Peter Orzsag, the former White House budget director, says life as an investment banker at Citi is “so far so good.”
His road to cliche-land was paved after a brief encounter with Bob Rubin, wherein he seized a moment of opportunity, he explains to NYMag.
“They let me come to a Cabinet-level meeting, for reasons I didn’t fully understand. Rubin was secretary of Treasury. He made a small maths mistake, and on the way out the door, I wrote a note that said, ‘It was a billion, not a million.’ I handed it to him, and he shoved it into his briefcase. At my desk 10 days later, my phone rings, and it was the operator on the line saying, ‘Will you please hold for the secretary of the Treasury?’ He was in Europe, and he called just to say I was right. Which was remarkable.”

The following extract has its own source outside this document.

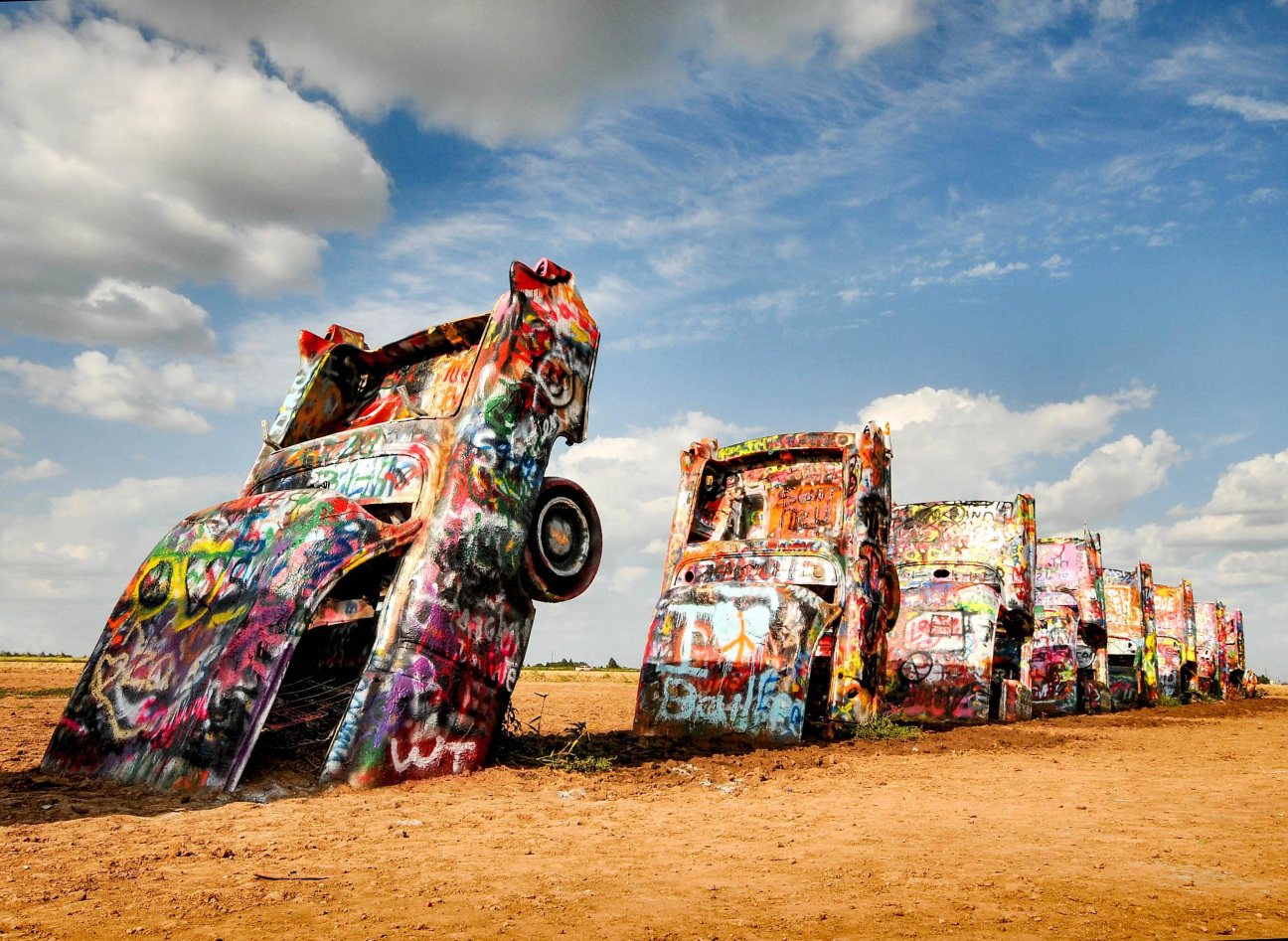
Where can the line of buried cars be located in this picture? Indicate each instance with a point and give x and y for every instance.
(366, 601)
(797, 596)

Now Orszag is employed at Citi and living the sweet life. His meal of choice: a grilled-chicken salad. Woman of choice: ABC News correspondent Bianna Golodryga, after impregnating and ditching Claire Milonas, a Greek shipping heiress. Wardrobe: at the White House, he wore cowboy boots under his navy suits (is that flying with Vikram Pandit at Citi? We don’t know.)
Orszag now lives in a “big new apartment downtown with his wife (Golodryga, pictured).

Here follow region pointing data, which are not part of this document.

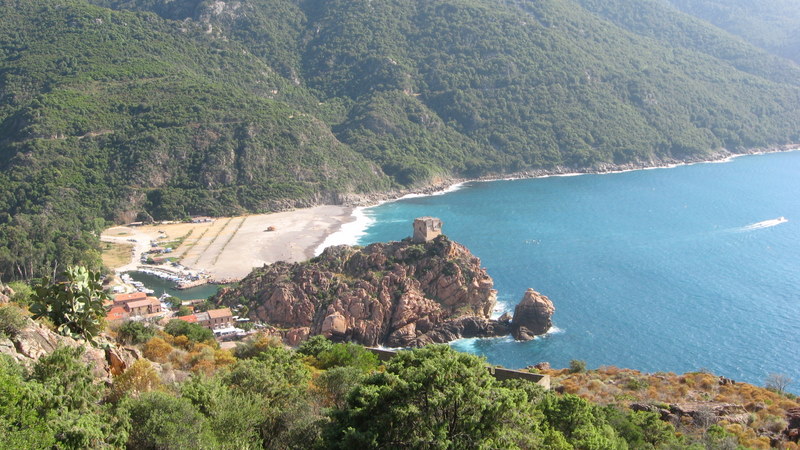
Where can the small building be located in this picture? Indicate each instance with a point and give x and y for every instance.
(191, 318)
(220, 318)
(116, 313)
(150, 305)
(426, 229)
(122, 299)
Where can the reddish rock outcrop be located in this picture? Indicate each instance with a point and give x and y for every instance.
(398, 294)
(532, 316)
(35, 341)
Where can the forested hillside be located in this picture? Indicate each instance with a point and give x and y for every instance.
(157, 108)
(772, 25)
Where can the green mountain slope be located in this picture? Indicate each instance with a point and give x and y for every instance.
(772, 25)
(169, 108)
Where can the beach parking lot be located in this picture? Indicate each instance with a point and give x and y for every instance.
(230, 247)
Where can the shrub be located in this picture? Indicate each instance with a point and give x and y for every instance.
(637, 384)
(75, 304)
(12, 320)
(133, 332)
(577, 366)
(139, 378)
(193, 331)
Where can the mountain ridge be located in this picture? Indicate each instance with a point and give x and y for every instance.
(113, 114)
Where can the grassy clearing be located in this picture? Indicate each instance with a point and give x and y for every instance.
(116, 255)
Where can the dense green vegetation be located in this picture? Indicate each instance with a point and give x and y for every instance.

Here’s what his new job at Citi entails:
- Business trip(s) to London to meet with Citi’s managing directors and president and chief operating officer John Havens
As for the flack he’s inevitably getting for becoming a cliche, he explains how he made the “fundamental choice” about his career like this:
“Look, I faced a fundamental choice. I could have been totally comfortable doing something easy, going back to academe or a think tank, giving speeches, having a cushy consulting thing—ironically, which would have played off my White House experience much more than what I chose to do. Or I could have done something new, which would be harder.”
Here’s how other people explain it, according to NYMag:
Orszag quit over principle, telling friends he was upset by Washington’s refusal to get serious about the deficit. A less favourable view is that Orszag was marginalized by Emanuel and David Axelrod.

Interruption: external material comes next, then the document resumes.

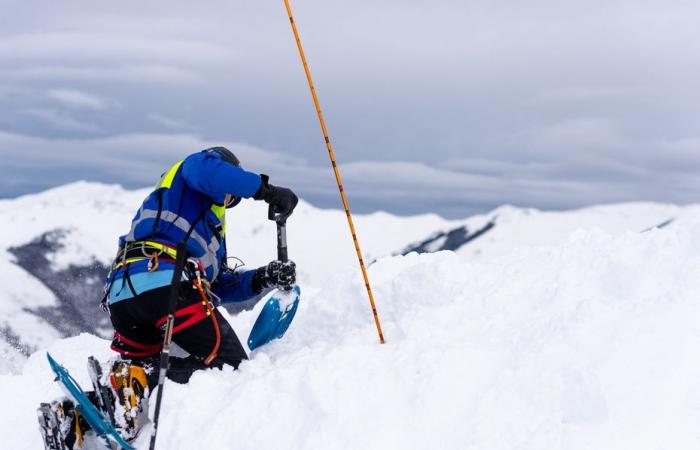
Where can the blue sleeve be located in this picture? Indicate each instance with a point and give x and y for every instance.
(235, 286)
(214, 177)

[He “clashed” with Larry Summers, who “wasn’t focused on the long-term debt crisis.”] “Peter was somebody who could be a foil to Larry. He suffered from a small case of Summers-itis, where you display your brilliance,” one budget-policy wonk who has worked with both men explains.
“He was accused of leaking and being disloyal,” said one Democrat close to the players. “The press loved Peter, which was part of the reason why the White House didn’t love him.”